Added by Emily Lowthian about 8 years ago. Updated almost 2 years ago.

Status:

Closed

Priority:

High

Assignee:

Emily Lowthian

Category:

Data management

Start date:

06/07/2017

% Done:

100%

Description

Hi there,

My name is Emily - I am a MSc student, currently working on a dissertation looking at how socioeconomic status moderates the impacts of trauma on adolescent well-being.

I essentially need to merge 2 datasets in wave 4 - d_indsamp and d_indresp. I am using stata V14.2 for this.
However, despite trying to use the pidp and d_pno as the unique identifiers Stata keeps flagging up an error that the ID variables do not uniquely identify observations in the master dataset (indsamp).
I'm not entirely sure why this is happening - please could you help?

Additionally - I would like to merge on the wave 4 hhresp dataset on to this (I will just duplicate the hh responses on to each indivdiual). Then wave 6 youth dataset will be appended on based using hh ID so the children sit in the parental household and it can be submerged later on.
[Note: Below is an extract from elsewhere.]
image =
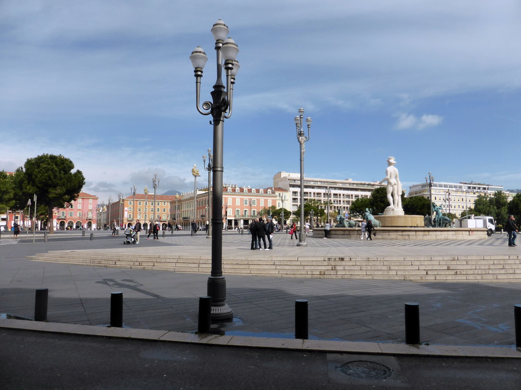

Any help will be greatly appreciated as I have hit a wall here!

Emily

Actions

Copy link

Updated by Emily Lowthian about 8 years ago

Stata code:

use d_indresp, clear
sort pidp
describe
save "H:\My Documents\SSRM\Dissertation\Data\Workable files\Wave 4\d_indresp", replace

use d_indsamp, clear 
    sort pidp            
    describe
    save "H:\My Documents\SSRM\Dissertation\Data\Workable files\Wave 4\d_indsamp", replace

use d_indsamp, clear

merge 1:1 pidp d_pno using d_indall

Actions

Copy link

Updated by Alita Nandi about 8 years ago

Status changed from New to In Progress
Assignee changed from Alita Nandi to Emily Lowthian
% Done changed from 0 to 70
Private changed from Yes to No

Hello Emily,

Each row in INDSAMP is uniquely identified by PIDP and D_FINLOC
Each row in INDALL is uniquely identified by PIDP

So if you want to match these files you will have to do a many to one matching.

use d_indsamp, clear
merge m:1 pidp using d_indall

However, before doing that please consider what D_INDSAMP is useful for and what D_FINLOC means. For example, if you are only interested in the final location of the person then you should first select d_finloc=1 cases and then do a 1:1 matching on PIDP.

use d_indsamp, clear
keep if d_finloc==1
merge 1:1 pidp using d_indall

Best wishes,
Alita

Actions

Copy link

Updated by Emily Lowthian about 8 years ago

Hi Alita,

Thank you for getting back to me.

My apologies but I realised that I did not need to merge these in the end because I noticed that Indresp and indsamp merged together allowed me to get all the data I needed without merging lots of little datasets - still learning!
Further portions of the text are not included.